[lttng-dev] some questions on lttng

Sun Jul 22 23:27:48 EDT 2012

> -----Original Message-----
> From: Mathieu Desnoyers [mailto:mathieu.desnoyers at efficios.com]
> Sent: Saturday, July 21, 2012 1:26 AM
> To: Zhao, Bingfeng; tglx at linutronix.de
> Cc: lttng-dev at lists.lttng.org
> Subject: Re: [lttng-dev] some questions on lttng
> 
> * Bingfeng.Zhao at emc.com (Bingfeng.Zhao at emc.com) wrote:
> > Anyone can answer our questions? Mathieu?
> 
> sorry for the slow reply, I've been swamped in filtering implementation lately,
> 
> >
> > From: Bingfeng.Zhao at emc.com [mailto:Bingfeng.Zhao at emc.com]
> > Sent: Wednesday, July 18, 2012 5:54 PM
> > To: lttng-dev at lists.lttng.org
> > Subject: [lttng-dev] some questions on lttng
> >
> > Hello the dev list,
> > We encounter some basic questions when try to adapt the LTTNG in our poject.
> >
> > 1.   When the trace is enabled and all are well configurated, we get
> > trace messages collected under the session folder. The question is
> > whether it is possible that some traces will lost when the trace
> > messages are huge. How will LTTNG do if the consumer deamon cannot
> > fast enough to copy the trace message from trace buffer?
> 
> There are currently two ways to configure the channels: discard and overwrite
> mode.
> 
> In discard mode, upon buffer full condition, events are discarded, and we keep
> track of the number of events discarded in the packet headers, so the trace viewer
> can print warnings about discarded events within a specific time-frame.
> 
> In overwrite mode, upon buffer full condition, the oldest subbuffer
> (packet) is overwritten. We will soon add a sequence counter to the packet header,
> so the trace viewer can show when a packet is missing in the stream (either due to
> being overwritten by the tracer or due to UDP packet loss in network streaming).
> 
> If the message (event) is too large to fit within a packet, it is discarded,
> incrementing the event discarded counter accordingly (so the viewer can show this
> information from the packet header).
> 
> It would be interesting to implement a "blocking" mode that makes the application
> block if buffer is full. This makes the tracer much more intrusive, and if something
> goes wrong in the session daemon or consumer daemon, the app hangs, but it
> might be interesting for logging purposes, if you care about _never_ losing an
> event.
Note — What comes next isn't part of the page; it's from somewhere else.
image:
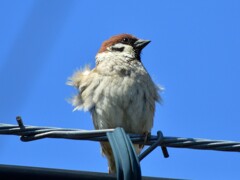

I would recommend to use this kind of feature in debugging setups, not in
> production, at the beginning, since it would make the sessiond/consumerd critical
> (if they die, the application hangs. I don't want to see this happen in production).
> 
Thanks for the explanation, I got you point. However I'm at a different scenario. 
Normally the trace is off by default, that is there is no session created and started.
The trace call definitely should not block anything. Ideally it should not trigger at all 
and I believe that is what lttng does now.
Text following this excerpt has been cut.